But of course, I like Cannifton because of its buildings as well as its history...indeed, they are one. Situated as it is on the Moira River, which tumbles over shelves of limestone on the way to the Bay of Quinte, it is not surprising that a lot of Cannifton's early buildings are of stone. Of special interest are several associated with the founders of the town, the Canniff family.

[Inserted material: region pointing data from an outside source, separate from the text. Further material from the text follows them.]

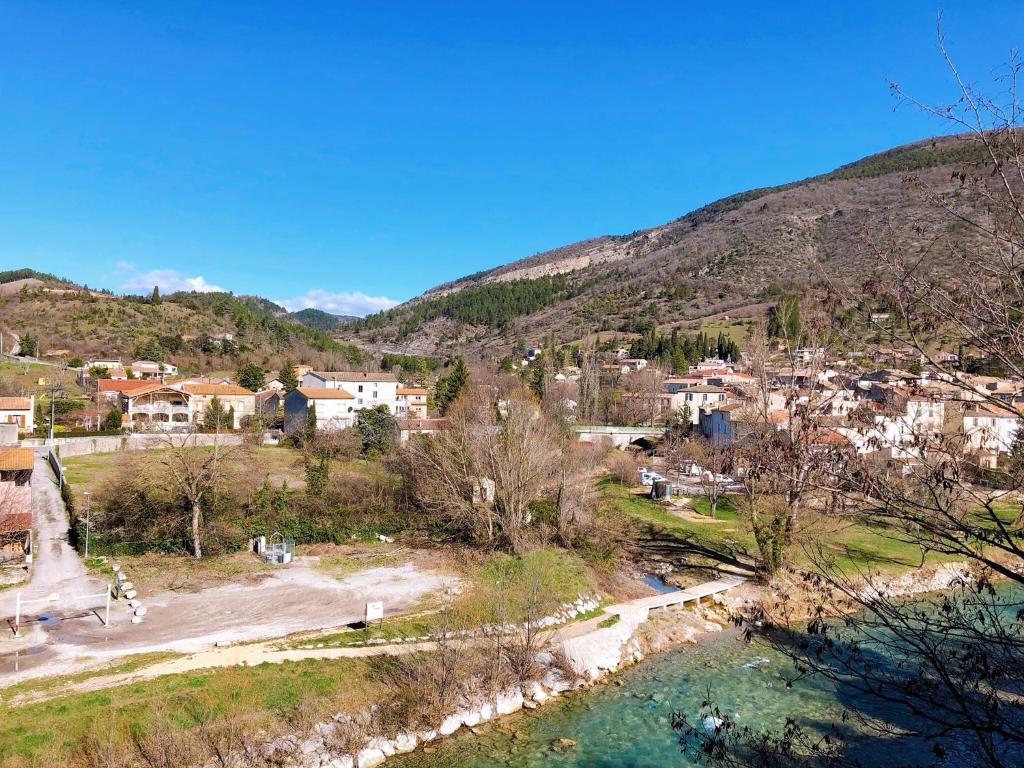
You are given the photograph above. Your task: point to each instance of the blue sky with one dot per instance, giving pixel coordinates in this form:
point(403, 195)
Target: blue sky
point(351, 155)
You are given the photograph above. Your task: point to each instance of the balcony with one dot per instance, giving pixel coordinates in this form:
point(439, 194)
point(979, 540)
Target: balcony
point(165, 409)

Some time after 1806, John Canniff, the community's founder had begun to clear land in the area. His family built a dam, a sawmill and a flouring mill at the site of the present village, and a stone house. Canniff's Mills was at one time Thurlow township's largest village, the junction of all the area's roads and the link to the north in the 1830's. John Canniff came from Dutchess County N.Y. (as did my mother's people), joining other Loyalists in the move northward. In 1815 it is reported that there were only two houses in the area - one was John Canniff's, reported by my building researcher friend Lois to be the white house (stone beneath the stucco) pictured at the bottom...I think it may be the building mentioned as son Daniel's inn at one time.

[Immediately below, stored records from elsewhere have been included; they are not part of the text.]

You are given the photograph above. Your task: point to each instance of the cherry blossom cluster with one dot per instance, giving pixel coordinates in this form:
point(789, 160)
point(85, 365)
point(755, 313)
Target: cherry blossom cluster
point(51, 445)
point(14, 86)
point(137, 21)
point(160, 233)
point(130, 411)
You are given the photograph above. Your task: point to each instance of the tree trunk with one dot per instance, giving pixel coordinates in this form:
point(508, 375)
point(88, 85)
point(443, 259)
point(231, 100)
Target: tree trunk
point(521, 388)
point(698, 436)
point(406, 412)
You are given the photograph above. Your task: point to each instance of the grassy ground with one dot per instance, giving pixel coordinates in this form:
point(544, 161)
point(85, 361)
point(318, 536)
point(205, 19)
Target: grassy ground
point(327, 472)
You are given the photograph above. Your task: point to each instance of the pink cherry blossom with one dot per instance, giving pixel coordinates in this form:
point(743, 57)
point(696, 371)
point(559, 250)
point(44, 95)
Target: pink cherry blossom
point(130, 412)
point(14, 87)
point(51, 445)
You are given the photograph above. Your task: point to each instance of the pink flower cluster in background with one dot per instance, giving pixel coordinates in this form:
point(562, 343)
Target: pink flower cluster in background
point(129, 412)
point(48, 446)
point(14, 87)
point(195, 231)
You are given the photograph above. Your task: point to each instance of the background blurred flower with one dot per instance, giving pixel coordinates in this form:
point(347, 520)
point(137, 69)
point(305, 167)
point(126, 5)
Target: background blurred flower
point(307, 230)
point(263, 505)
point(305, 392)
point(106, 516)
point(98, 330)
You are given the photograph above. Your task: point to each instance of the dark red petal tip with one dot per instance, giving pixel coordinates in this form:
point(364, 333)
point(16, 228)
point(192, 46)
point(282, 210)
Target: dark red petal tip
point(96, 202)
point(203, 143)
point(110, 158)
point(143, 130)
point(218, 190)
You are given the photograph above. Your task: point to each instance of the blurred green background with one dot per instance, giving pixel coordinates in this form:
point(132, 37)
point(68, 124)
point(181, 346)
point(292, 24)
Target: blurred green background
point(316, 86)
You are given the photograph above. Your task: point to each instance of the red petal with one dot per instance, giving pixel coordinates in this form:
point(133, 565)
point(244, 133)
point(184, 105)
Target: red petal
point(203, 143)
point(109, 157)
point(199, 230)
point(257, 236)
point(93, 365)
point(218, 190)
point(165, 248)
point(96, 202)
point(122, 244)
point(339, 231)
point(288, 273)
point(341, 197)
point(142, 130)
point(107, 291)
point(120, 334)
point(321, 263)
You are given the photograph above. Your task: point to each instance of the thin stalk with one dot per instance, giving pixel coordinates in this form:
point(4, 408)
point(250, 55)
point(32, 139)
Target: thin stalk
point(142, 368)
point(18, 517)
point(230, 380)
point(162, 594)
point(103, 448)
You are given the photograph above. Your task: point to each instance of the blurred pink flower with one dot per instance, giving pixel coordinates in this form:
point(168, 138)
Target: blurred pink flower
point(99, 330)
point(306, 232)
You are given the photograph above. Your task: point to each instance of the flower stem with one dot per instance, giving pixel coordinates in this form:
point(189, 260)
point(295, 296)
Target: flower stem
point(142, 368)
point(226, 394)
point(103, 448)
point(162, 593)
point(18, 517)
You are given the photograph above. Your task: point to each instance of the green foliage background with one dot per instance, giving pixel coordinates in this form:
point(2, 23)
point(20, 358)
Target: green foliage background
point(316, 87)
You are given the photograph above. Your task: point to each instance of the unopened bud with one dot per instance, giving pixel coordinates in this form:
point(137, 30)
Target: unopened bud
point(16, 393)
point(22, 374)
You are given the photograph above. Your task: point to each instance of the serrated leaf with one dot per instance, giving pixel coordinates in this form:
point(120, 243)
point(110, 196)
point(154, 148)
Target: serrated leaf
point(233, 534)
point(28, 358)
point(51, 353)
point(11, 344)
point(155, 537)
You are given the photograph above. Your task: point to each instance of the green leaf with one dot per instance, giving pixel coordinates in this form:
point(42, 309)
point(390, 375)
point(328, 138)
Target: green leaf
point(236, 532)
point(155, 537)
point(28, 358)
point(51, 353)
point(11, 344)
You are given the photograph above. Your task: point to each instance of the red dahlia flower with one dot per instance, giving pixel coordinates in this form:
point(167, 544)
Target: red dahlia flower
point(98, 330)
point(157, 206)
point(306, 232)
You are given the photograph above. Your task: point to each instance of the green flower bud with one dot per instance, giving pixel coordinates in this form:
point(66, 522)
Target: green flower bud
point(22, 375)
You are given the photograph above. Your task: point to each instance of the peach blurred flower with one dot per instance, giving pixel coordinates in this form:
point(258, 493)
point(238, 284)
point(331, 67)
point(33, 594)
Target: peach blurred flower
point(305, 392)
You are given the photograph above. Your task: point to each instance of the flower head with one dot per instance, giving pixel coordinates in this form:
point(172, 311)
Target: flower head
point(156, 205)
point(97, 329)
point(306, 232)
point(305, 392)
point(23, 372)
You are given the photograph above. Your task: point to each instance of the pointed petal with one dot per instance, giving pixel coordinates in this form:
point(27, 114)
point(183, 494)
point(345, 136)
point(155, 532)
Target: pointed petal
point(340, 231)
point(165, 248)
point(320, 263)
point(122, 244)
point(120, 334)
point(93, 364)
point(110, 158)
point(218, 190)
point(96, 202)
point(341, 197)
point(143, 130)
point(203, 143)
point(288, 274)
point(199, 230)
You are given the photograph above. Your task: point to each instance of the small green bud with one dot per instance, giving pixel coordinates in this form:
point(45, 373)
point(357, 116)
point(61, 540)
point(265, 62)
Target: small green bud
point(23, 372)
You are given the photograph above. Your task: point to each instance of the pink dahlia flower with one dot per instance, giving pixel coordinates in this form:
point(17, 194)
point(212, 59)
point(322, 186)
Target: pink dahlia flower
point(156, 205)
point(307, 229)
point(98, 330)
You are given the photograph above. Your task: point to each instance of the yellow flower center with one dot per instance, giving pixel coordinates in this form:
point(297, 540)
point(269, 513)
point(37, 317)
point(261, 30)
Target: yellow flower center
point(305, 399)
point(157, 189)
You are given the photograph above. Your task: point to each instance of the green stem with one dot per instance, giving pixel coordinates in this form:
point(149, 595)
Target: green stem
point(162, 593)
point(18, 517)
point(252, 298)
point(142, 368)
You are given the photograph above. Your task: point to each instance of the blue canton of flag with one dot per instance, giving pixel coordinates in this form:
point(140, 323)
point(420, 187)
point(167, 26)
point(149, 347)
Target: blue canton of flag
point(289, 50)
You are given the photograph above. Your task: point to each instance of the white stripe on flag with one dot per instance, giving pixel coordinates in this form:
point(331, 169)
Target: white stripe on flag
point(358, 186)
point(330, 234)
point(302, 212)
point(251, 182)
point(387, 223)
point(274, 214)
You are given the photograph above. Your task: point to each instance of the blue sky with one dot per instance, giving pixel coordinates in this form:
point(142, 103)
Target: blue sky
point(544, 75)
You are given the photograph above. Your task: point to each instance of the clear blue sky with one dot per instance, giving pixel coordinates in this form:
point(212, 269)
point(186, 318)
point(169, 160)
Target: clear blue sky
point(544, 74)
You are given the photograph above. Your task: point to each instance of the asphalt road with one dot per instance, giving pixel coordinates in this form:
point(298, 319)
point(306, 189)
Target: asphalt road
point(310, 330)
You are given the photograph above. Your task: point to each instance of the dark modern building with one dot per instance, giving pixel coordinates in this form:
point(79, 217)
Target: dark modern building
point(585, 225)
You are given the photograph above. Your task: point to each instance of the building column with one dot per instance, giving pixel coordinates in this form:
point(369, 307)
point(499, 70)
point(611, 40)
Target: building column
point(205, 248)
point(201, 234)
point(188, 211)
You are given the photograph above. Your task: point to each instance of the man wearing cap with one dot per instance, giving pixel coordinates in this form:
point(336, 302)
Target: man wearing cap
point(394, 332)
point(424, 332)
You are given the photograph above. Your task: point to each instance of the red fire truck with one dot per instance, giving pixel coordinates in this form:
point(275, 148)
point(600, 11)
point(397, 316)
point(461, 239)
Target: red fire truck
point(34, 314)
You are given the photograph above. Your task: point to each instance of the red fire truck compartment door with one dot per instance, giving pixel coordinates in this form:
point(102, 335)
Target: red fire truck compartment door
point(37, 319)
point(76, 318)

John Canniff's two sons Daniel and Joseph continued the work of empire building. Sometime after 1820, Joseph crossed to the east side of the river and built a grist mill and saw mill. Cannifton was at its peak in 1860. It's said that there were 90 people with the name of Canniff living in the area at that time.
Lois the building lady just gave me the name of the folks who live in the stone cottage with the beautifully restored verandah. They are passionately interested in the history of the village. Suspect I'll be inviting myself for a chat someday soon.